Nepal and China's 'Elevated' Strategic Partnership
Nepal Pushes For Belt and Road Inclusion
During his visit, Dahal met with the top three leaders of the Communist Party of China (CPC), including President Xi Jinping, Premier Li Qiang, and the Chairman of the Standing Committee of the National People’s Congress, Zhao Leji.
The joint statement released after the meeting between the two countries reflects that Dahal’s visit aimed to enhance mutual understanding and trust. The two countries reiterated their commitment to respect and accommodate each other’s concerns and core interests.
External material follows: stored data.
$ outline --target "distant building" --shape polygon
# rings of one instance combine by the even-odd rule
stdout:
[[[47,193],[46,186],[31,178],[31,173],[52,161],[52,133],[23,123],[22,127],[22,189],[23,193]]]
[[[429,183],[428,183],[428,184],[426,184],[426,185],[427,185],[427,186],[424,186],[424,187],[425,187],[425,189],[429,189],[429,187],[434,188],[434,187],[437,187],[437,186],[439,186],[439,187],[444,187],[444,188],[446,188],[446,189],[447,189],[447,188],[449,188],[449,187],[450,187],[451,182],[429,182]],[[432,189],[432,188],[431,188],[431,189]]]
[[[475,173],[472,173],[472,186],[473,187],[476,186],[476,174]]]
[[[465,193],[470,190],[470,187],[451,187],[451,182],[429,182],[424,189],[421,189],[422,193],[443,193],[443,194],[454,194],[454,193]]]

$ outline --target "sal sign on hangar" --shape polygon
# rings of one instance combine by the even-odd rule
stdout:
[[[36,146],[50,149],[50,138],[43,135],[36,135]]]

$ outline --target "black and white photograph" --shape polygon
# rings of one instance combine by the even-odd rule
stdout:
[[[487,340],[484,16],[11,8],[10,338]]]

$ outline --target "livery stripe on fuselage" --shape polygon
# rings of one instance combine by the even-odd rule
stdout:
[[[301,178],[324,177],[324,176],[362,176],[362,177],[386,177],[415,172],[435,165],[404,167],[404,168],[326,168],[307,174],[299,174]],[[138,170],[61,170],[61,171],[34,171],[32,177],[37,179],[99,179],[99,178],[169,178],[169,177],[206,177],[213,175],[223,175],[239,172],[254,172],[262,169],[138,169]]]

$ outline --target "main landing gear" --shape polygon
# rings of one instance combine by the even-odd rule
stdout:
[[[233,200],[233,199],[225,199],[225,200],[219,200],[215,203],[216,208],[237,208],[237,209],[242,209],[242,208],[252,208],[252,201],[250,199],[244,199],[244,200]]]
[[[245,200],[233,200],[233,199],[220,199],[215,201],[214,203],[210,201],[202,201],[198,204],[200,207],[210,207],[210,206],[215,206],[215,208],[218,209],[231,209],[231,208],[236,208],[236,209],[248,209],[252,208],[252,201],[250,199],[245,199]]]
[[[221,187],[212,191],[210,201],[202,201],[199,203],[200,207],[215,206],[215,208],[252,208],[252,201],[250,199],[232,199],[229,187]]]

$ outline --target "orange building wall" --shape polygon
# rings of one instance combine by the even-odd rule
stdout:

Beijing is insecure about foreign ‘intervention’ in Tibet or Taiwan and sought Nepal’s reiteration of the one China policy in starker terms and commitment that it would not allow any “separatist activities against China” on Nepal’s soil.
To address such concerns, the two sides agreed to strengthen cooperation between the domestic security agencies of the countries. China is also keen to sign an extradition treaty with Nepal.
Moreover, the visit allowed the two countries to evaluate the implementation status of agreements signed previously, including Nepal's signing of the Belt and Road Initiative (BRI) agreement in 2017.
The joint statement is full of words such as “accelerate” (four times), “expedite” (three times), “as soon/early as possible” (five times), “early date” (six times), and “early/earliest” (three times), which indicates the urgency of the BRI projects. No projects under BRI have been started in Nepal yet, despite Nepal’s eagerness to be a part of the BRI.
Nepal seeks Chinese support to build connectivity and ports. Recently, Lizi-Nechung port was opened, and Zhangmu-Khasa point opened for passenger service. Even to achieve some semblance of balance in trade, Nepal needs to seek Chinese help. That summarizes the Nepal-China relations.
The joint statement reflects the level of Beijing’s frustration over Nepal’s poor implementation of agreements and provides a push to implement without further ado.